Sowjetunion

Nadeschda Mandelstams Memoiren, die lange verboten waren, sind jetz zum erstenmal in der UdSSR erschienen; im August begann die Zeitung 'Junost‘ (Jugend) mit ihrem Abdruck. Unter dem Titel Nicht die Hoffnung verlieren schreibt sie von ihrem Leben mit Ossip Mandelstam, ihrem Ehemann, bis zu seinem Tod während Stalins Säuberungen.

Am 25. August wurde offiziell bekanntgegeben, daß ein Stern nach Anna Achmatowa benannt werden soll, deren Werke teilweise bis vor kurzem noch verboten waren. Ihr berühmtestes Werk, der Gedicht-Zyklus Requiem, wurde Ende des letzten Jahres zum ersten Mal in der UdSSR veröffentlicht.

Am 2. August wurde der ukrainische Dichter und Journalist Iwan Sokulski vorzeitig aus der Haft entlassen. Er war 1980 zu fünfzehn Jahren Lager und internem Exil verurteilt worden für seine Mitarbeit in der ukrainischen Helsinkigruppe.

Anfang August begrenzte das Ministerium für Kommunikation wegen Papiermangels die Anzahl möglicher Abonnements auf 42 sowjetische Zeitungen und Zeitschriften.

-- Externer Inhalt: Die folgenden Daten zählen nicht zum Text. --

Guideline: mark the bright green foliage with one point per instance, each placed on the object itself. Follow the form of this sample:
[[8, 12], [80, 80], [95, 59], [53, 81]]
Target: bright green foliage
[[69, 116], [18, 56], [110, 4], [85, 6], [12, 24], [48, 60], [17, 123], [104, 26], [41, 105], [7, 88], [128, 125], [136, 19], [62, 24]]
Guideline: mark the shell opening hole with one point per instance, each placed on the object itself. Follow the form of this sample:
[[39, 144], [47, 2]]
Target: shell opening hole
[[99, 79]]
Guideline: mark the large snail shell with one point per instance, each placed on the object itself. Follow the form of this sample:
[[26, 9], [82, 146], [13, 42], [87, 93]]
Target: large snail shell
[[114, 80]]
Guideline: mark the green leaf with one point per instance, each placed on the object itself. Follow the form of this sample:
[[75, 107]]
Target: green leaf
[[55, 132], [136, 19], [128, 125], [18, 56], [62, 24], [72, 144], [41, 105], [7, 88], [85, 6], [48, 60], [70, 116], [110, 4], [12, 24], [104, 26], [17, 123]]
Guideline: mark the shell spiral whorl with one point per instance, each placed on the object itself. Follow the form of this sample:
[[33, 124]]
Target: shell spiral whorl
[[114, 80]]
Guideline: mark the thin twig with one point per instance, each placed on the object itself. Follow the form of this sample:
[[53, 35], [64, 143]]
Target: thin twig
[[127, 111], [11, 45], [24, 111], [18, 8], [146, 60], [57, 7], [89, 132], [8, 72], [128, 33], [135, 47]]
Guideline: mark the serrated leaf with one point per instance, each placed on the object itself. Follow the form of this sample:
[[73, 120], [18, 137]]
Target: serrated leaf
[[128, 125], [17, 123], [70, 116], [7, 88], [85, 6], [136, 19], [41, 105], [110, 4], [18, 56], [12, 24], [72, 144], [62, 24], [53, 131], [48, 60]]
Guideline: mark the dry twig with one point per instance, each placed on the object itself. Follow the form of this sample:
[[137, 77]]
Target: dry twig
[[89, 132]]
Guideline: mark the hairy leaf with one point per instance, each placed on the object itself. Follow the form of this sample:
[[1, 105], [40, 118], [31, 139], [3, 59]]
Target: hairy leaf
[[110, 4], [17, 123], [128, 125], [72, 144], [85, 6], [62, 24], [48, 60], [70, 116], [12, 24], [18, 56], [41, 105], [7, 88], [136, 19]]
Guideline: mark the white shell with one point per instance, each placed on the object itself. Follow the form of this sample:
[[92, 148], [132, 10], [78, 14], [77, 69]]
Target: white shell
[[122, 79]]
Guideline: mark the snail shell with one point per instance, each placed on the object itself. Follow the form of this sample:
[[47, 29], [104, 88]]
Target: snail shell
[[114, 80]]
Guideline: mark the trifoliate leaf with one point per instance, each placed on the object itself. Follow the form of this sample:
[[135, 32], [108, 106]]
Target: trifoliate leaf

Alle Kunst- und Literaturzeitschriften sind betroffen, einige konservative Monats-Zeitschriften dagegen nicht.

Am 10. August veröffentlichte die estnische Zeitung 'Rachwa Haal‘ zum ersten Mal in der UdSSR das geheime Zusatzprotokoll des Molotow-Ribbentrop-Pakts, in dem die baltischen Republiken der Sowjetunion zugesprochen wurden. Die Moskauer Behörden stellten die Authentizität des Materials jedoch in Frage.

Am 16. August erschien in der offiziellen Zeitung 'Iswestija‘ ein Leserbrief, in dem behauptet wird, öffentliche Bibliotheken hätten Anweisungen erhalten, alle politische und ökonomische Literatur zu entfernen, die vor Gorbatschows Machtantritt erschienen ist. Möglichen Ausleihern solle gesagt werden, die Bücher seien gerade ausgeliehen.

Kürzlich neu gegründete Samisdat-Zeitungen sind 'Jekaterinburg‘, eine Literaturbeilage zu einer Zeitschrift in Swerdlowsk, und ein Literatur-Almanach in Irtutsk mit dem Titel 'Swecha‘ (Kerze). Eine lokale Zeitung veröffentlichte daraufhin Angriffe auf den Chefredakteur von 'Swecha‘, Igor Potschiwalow.